Prep 0 mins
Cook 1 hr
I've always loved tofu. My childhood friend's family was a tofu maker and I loved going there very early in the morning to watch my friend's father make tofu in his small tofu shop in outskirts of Tokyo. I was too young to know all the subtleties of tofu making but I did observe daily for several years until we had to move. After coming to the US, I was never very happy with the store bought tofu but they were better than nothing and mostly I used them as flavor backdrops. It was not until 6-7 years ago that I decided I wanted to try my hand at tofu making. I researched online and books, purchased tofu making kits including wooden tofu mold, nigari (coagulant) and other coagulants, and soy beans from a farmer in midwest. And most of all, I tried to conjure up my childhood memories of that small tofu shop that I visited - the steps, aroma, and the taste. My tofu presented below is the best I can come up with to date. It is much tastier than what you can purchase at stores, but it is nothing compared to what I remember coming from that tiny store many years ago. Many people use weight for tofu towards the end, but after making tofu over the years, I find that it is not necessary for momen (cotton) tofu or Japanese style tofu. Matter of fact, weight on tofu produces too hard of tofu in my opinion. If you are interested in firm tofu/Chinese style tofu, by all means use weight.
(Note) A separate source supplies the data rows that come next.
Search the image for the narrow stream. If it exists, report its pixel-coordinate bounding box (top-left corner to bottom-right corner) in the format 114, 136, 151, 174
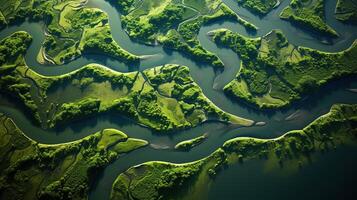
0, 0, 357, 199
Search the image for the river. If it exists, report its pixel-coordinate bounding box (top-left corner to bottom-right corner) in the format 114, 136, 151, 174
0, 0, 357, 199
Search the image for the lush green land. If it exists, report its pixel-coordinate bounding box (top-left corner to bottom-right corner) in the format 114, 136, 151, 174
0, 32, 253, 131
280, 0, 338, 37
0, 114, 147, 200
212, 29, 357, 108
111, 0, 256, 68
237, 0, 280, 15
111, 105, 357, 200
175, 135, 207, 151
335, 0, 357, 23
0, 0, 139, 64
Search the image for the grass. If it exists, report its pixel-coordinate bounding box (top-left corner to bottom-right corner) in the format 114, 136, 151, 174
237, 0, 280, 15
335, 0, 357, 23
122, 0, 257, 69
111, 104, 357, 200
212, 29, 357, 108
0, 32, 253, 132
112, 138, 148, 154
0, 114, 147, 200
175, 135, 207, 151
280, 0, 338, 37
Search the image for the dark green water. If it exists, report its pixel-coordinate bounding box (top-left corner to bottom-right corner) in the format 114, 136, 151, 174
0, 0, 357, 199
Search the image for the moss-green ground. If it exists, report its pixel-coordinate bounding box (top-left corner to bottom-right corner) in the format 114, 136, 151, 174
0, 32, 253, 131
0, 0, 139, 65
111, 105, 357, 200
175, 135, 207, 151
237, 0, 280, 15
335, 0, 357, 24
0, 114, 147, 200
280, 0, 338, 37
117, 0, 256, 68
212, 29, 357, 108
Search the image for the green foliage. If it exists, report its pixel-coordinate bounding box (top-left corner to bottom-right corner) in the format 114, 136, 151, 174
237, 0, 279, 15
111, 105, 357, 200
280, 0, 338, 37
335, 0, 357, 23
0, 114, 147, 200
175, 135, 207, 151
51, 98, 100, 127
213, 29, 357, 108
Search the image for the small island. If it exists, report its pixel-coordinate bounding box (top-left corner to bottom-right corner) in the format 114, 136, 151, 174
0, 32, 254, 132
280, 0, 339, 37
111, 104, 357, 200
0, 114, 148, 199
211, 29, 357, 108
175, 134, 207, 151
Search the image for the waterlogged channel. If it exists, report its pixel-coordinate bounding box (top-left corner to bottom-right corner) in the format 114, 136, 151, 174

- 1 3⁄4 cups whole dried soybeans
- 6 cups water, for soaking beans
- 7 1⁄2 cups water
- 4 cups warm water, divided
- 2 1⁄2 teaspoons nigari, crystal form (coagulant)
- 1 cup water
- Have ready traditional wooden mold for tofu (you can purchase these online) or approximately 6 in round colander, 2 pieces of at least 12 x 12" cotton cloth or heavy weight cheesecloth ready.
- Soak beans in 6 C water overnight for 12 hours. Drain beans and divide in two equal portions.
- Heat 7 1/2 C water in a large non-stick pot.
- Combine 2 1/2 teaspoon nigari with 1 C water and set aside.
- Combine one portion of beans in blender with 2 C warm water. Puree at high speed for 1 1/2 to 2 minutes until very smooth. Add this to the 7 1/2 C water boiling in non-stick pot, turn off heat, and cover with lid.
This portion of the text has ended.